If you missed the HAKA to Fight Parkinson’s demonstration, click here to view it.
June was our last formal meeting until September. During July and August, although we have no planned meetings, we do on occasion get together for lunch or a movie or another activity. If you’d like to be added to the list to be notified of any of these last minute get togethers, please email email@example.com
Our group of women is growing! We get calls and emails all the time. If this is your first time visiting our website, WELCOME! We look forward to meeting you. A brief update from our founding member for interested and prospective members, as well as all our current members:
“Women With Parkinson’s Disease (WWPD) has been around since 2014. Our meetings are held on the first Wednesday of each month from 1.00-3.00 p.m. in Reston. Over the years we’ve had six visits by area neurologists; a general practitioner who talked about normal aging; instructors of yoga, quigong, tai chi, meditation, and Reiki; proponents of massage and acupuncture. Physical, speech, and occupational therapists have come to offer information, instruction and encouragement. One of our more informative speakers, an expert on the subject, discussed everything you ever wanted to know about bowels and bladders but (previously) had no one to ask.

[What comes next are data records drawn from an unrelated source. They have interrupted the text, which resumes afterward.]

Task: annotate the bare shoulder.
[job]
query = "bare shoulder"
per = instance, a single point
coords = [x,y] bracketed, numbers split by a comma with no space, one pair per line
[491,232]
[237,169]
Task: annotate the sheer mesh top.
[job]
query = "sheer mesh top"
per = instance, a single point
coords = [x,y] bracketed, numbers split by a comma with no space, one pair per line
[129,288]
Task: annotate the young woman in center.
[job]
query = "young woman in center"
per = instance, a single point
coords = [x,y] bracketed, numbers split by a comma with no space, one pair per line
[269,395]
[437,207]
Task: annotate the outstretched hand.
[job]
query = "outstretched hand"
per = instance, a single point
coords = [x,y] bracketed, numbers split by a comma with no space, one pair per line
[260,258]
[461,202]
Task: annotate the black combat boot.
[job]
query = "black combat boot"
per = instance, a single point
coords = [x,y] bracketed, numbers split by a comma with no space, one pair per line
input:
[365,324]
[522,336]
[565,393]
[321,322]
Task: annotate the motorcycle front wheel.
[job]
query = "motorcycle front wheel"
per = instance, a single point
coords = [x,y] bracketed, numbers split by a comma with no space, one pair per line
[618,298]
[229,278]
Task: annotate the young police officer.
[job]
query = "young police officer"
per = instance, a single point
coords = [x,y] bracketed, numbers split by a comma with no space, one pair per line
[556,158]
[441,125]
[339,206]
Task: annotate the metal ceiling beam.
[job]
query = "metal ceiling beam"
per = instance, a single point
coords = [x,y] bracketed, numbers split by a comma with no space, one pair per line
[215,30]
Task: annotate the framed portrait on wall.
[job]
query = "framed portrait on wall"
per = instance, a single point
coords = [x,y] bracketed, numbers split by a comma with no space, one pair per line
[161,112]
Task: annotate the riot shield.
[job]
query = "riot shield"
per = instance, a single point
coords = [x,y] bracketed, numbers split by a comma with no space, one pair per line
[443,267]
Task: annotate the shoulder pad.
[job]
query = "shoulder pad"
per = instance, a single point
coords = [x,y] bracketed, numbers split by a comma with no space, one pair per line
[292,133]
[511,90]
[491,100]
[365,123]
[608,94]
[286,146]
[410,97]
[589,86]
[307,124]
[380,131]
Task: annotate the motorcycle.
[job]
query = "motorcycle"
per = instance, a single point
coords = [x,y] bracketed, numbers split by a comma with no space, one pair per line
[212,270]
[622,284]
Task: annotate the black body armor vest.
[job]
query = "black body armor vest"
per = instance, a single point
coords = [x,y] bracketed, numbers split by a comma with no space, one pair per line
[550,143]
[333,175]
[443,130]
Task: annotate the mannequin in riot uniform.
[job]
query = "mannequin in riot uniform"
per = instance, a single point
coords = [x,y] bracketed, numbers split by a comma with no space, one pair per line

“We are a support group, not a lecture series. With that in mind, we leave time in every meeting for loosely structured discussions. We also look inward. We’ve had some fantastic meetings sharing our writing, art, or poetry, and those of artists we admire. We love to eat too and have shared lunches together out in restaurants and with potluck offerings, brown bag, or ordered meals at our meeting location.”
I aim to update our website several times a month. There is some great information here I encourage you to read (not all of it written by me!). I hope the format is user-friendly; we are working with a WordPress template, so are limited by that template. I wish the SHOW button on the top left corner of the webpage could say MENU, but I can’t figure out how to do that. Clicking SHOW opens up a menu offering links to helpful information, upcoming meeting dates, and past blog posts.
On a personal note, I’d like to add my appreciation for our founding member whose vision, positivity, and enthusiasm created our group five years ago and whose hard work in planning and coordinating our meetings keeps it going. I want to acknowledge all our courage. Living with this disease is not for the tame of heart. You women of WWPD bolster me up when I am falling over. I hope the hand I extend to you when needed steadies you in return. I appreciate each and everyone one of you–your kindness, your thoughtfulness, your understanding, your support, and especially your friendships. In a note of positivity, I am going to blame Parkinson’s for all of this good stuff too.